C’est une excellente idée y compris pour des éventuelles poursuites. D’abord, nous commençons seulement à découvrir les crimes de Jammeh. Pendant 22 ans, il régnait un silence absolu sur ces méfaits. Ce n’est que maintenant que beaucoup de victimes se font connaître et parlent publiquement pour la première fois. Nous en savons beaucoup plus qu’il y a six mois et dans un an, nous aurons un tableau bien plus complet de ses exactions. Jammeh ciblait les opposants, les journalistes, les étudiants, mais nous découvrons aussi des pratiques de travail forcé et de sévices sexuels. Une Commission vérité et réconciliation nous donnera une cartographie de ses crimes. Le ministre de la justice sillonne le pays avec la société civile en ce moment pour consulter les populations sur la Commission. Il s’est du reste récemment rendu au Sierra Leone et en Afrique du Sud pour s’inspirer des différents modèles de Commissions vérité. Au bout du compte, la vérité doit conduire à la justice. Elle ne peut se substituer à elle.

Allez-vous vous intéresser à la fortune apparemment colossale de l’ex-dictateur ?

C’est la priorité des autorités gambiennes. En Gambie même, ses biens ont été gelés. Ils possédaient des fermes, des centaines de magasins, des terres. En revanche, la recherche de ses avoirs à l’étranger sera plus compliquée.
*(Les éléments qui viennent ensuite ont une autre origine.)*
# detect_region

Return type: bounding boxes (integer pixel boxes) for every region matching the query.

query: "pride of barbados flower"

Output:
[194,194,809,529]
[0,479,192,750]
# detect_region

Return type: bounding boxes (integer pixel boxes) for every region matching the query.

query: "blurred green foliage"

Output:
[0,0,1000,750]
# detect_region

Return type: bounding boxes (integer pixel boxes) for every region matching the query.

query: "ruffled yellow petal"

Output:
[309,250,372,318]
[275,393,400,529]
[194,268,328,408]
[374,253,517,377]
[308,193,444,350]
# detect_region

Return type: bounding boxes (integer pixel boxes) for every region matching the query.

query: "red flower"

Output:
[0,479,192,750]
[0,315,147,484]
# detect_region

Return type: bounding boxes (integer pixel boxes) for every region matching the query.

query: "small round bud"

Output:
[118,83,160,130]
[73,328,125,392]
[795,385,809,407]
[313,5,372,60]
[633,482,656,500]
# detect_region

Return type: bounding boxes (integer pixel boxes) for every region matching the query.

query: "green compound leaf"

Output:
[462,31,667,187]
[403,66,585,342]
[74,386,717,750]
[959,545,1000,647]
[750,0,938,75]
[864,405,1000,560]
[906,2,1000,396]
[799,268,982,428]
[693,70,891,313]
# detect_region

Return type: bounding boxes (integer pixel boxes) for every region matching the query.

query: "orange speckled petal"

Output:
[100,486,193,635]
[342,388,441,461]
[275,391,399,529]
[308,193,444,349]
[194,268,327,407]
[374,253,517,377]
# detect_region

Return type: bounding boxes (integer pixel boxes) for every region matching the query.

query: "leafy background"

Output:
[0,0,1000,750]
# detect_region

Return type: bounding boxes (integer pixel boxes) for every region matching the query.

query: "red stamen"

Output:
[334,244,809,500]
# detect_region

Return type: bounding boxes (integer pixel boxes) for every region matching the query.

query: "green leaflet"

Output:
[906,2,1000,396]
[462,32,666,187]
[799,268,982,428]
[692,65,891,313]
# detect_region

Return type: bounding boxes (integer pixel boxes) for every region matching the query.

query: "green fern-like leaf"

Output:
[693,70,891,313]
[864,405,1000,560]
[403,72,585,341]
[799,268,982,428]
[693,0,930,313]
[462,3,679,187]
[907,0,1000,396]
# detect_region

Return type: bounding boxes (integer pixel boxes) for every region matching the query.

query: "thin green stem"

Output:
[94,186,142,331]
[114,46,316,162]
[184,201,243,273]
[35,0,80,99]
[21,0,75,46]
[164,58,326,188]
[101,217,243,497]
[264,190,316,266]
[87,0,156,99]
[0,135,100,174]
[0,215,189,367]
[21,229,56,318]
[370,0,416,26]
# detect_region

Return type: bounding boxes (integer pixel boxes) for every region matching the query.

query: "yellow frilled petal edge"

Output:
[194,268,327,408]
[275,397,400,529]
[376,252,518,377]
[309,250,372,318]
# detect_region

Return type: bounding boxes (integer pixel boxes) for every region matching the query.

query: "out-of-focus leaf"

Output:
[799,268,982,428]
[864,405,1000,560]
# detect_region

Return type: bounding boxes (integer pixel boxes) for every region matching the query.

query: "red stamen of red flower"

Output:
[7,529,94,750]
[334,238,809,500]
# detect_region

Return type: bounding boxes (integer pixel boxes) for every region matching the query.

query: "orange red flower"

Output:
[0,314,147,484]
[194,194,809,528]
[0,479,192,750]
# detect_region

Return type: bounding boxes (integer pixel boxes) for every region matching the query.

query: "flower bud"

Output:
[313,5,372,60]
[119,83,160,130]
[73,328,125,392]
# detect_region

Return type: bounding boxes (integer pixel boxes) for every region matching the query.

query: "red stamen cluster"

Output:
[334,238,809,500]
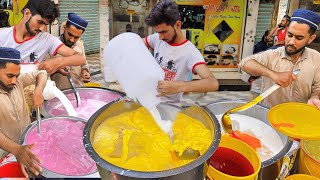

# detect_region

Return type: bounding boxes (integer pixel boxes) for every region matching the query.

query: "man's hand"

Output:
[308,97,320,109]
[81,69,91,83]
[57,67,71,76]
[32,89,43,109]
[157,81,185,97]
[38,57,62,75]
[13,144,42,177]
[272,71,297,87]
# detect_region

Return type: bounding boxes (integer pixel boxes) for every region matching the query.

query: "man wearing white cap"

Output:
[240,9,320,109]
[51,13,91,90]
[0,47,47,177]
[0,0,85,74]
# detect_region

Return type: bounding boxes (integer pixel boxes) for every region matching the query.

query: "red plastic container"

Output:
[0,162,25,178]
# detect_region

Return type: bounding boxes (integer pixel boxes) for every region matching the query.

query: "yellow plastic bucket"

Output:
[286,174,320,180]
[207,136,261,180]
[298,140,320,178]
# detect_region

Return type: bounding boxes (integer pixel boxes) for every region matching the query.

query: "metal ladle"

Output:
[36,107,41,134]
[221,69,300,134]
[64,67,81,107]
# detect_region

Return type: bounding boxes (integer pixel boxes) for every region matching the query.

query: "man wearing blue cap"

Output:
[0,47,47,177]
[240,9,320,109]
[267,15,290,49]
[0,0,85,74]
[51,13,90,89]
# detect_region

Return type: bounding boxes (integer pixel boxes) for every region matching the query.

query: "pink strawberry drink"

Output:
[25,118,97,176]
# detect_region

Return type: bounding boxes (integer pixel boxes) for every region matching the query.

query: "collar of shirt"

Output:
[281,46,308,62]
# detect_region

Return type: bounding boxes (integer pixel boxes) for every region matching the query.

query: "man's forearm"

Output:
[311,90,320,99]
[182,77,219,92]
[242,59,274,79]
[0,129,20,155]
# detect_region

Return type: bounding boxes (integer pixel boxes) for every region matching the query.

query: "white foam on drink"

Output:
[149,106,173,138]
[216,114,284,161]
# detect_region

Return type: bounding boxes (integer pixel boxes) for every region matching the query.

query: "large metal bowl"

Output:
[83,100,221,180]
[20,116,100,178]
[41,87,125,119]
[206,100,292,180]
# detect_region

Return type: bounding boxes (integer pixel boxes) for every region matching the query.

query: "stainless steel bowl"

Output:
[83,100,221,180]
[206,100,292,180]
[41,87,125,119]
[20,116,100,178]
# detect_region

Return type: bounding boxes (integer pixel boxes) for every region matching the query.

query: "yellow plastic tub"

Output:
[207,136,261,180]
[298,140,320,178]
[286,174,320,180]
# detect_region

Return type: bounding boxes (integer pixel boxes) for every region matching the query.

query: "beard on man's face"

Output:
[62,34,74,48]
[64,40,74,48]
[163,29,177,44]
[26,16,41,36]
[0,80,15,92]
[285,45,307,56]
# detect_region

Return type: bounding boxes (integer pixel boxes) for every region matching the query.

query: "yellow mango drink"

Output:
[92,107,212,172]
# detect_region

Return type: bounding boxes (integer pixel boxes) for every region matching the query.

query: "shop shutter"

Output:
[255,2,274,44]
[59,0,100,54]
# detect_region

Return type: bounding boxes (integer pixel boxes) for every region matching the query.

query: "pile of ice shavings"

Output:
[216,114,284,161]
[25,119,97,176]
[47,93,121,119]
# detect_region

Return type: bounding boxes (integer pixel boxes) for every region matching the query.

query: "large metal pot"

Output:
[20,116,100,178]
[83,100,221,180]
[206,100,292,180]
[41,87,125,119]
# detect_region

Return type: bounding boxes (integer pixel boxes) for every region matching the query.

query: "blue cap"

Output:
[290,9,320,29]
[0,47,21,63]
[67,13,88,30]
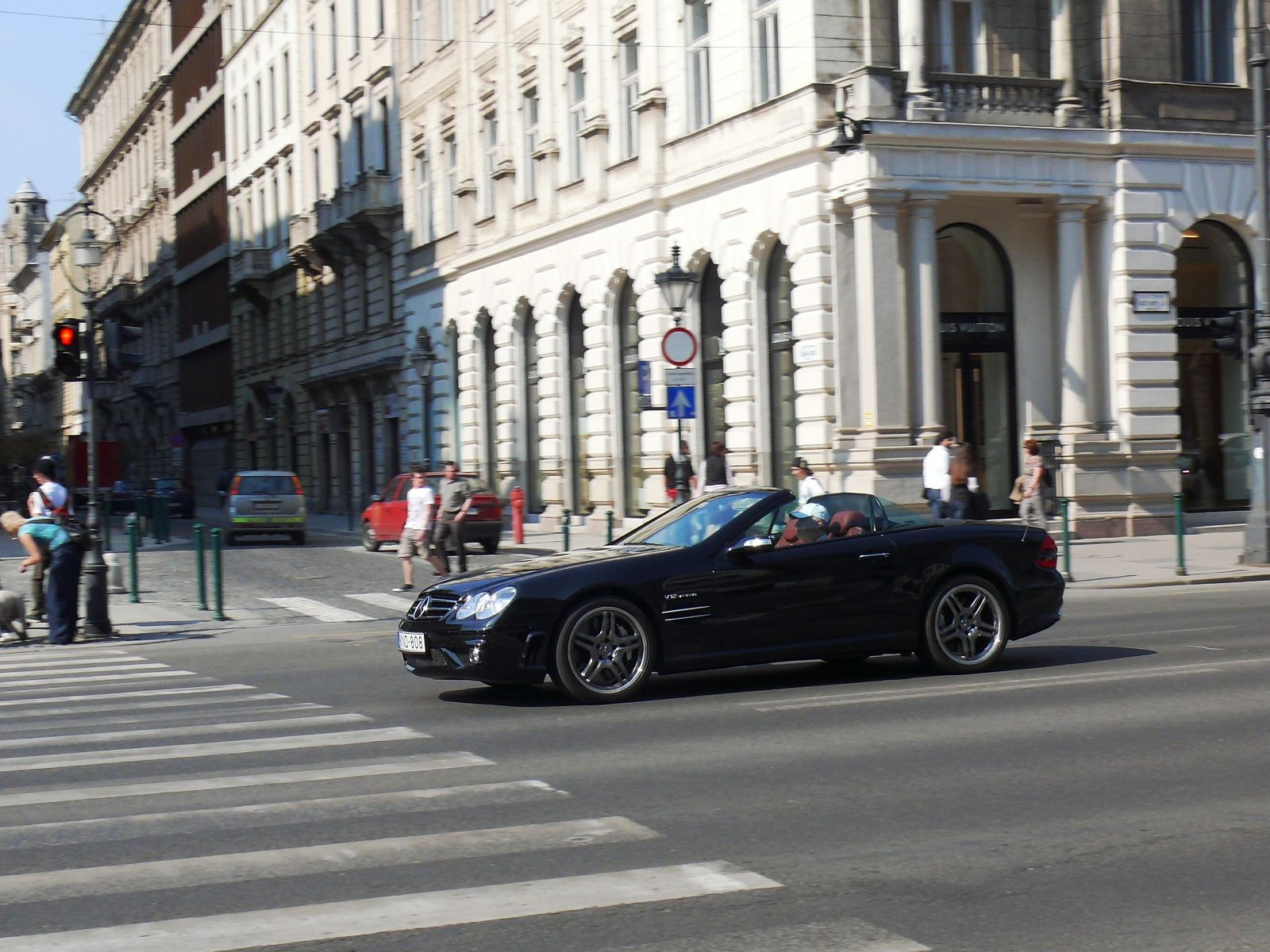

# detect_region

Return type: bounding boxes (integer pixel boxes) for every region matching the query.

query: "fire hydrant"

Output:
[512,486,525,546]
Avec nos partenaires des ONGs, nous avons proposé nos services pour aider les autorités à mettre la main sur l’argent qui a été volé au peuple gambien.

Quelles sont vos priorités ?

C’est d’aider les victimes à s’organiser, à enregistrer les plaintes, à faire entendre leur voix dans l’espace public et à participer pleinement au processus de justice transitionnelle que les autorités sont en train de mettre sur pied.

Yahya Jammeh s’est réfugié en Guinée Equatoriale. Avez-vous pris contact avec les autorités ? Pensez-vous qu’il sera facilement extradable ?

Non, pas encore. Evidemment, Jammeh a choisi de se rendre en Guinée Equatoriale car il se sent protégé. Mais nous avons démontré dans l’affaire Habré que quand les victimes racontent leur souffrance, ils peuvent créer les conditions politiques, y compris dans les pays africains, pour poursuivre un ancien chef d’Etat. Nous travaillons avec les organisations de la société civile en Guinée Equatoriale. Ils ont le sentiment, qu’avec leur président Teodoro Obiang Nguema, leur autocrate depuis 1979, ils ont deux dictateurs pour le prix d’un seul !

Souhaitez-vous que Yahya Jammeh soit jugé demain en Gambie ?

Je suis évidemment favorable que l’ex-dictateur soit jugé dans son pays. C’est en Gambie que le futur procès doit avoir lieu pour satisfaire les intérêts des victimes et de la société gambienne, et non à la Haye et non par un procureur et des juges qui n’ont pas des comptes à rendre au peuple gambien. Du reste, la Cour pénale internationale a signalé qu’elle n’avait pas l’intention de le poursuivre. Ceci dit, pour des questions politiques, sécuritaires et juridiques, la Gambie n’est pas encore prête pour le juger. Ce serait une distraction, voire une déstabilisation, car Jammeh a  encore des partisans. Le pays est en pleine transformation politique. La priorité est à la transition démocratique et à la réforme de l’institution judiciaire pour qu’un procès équitable puisse se dérouler.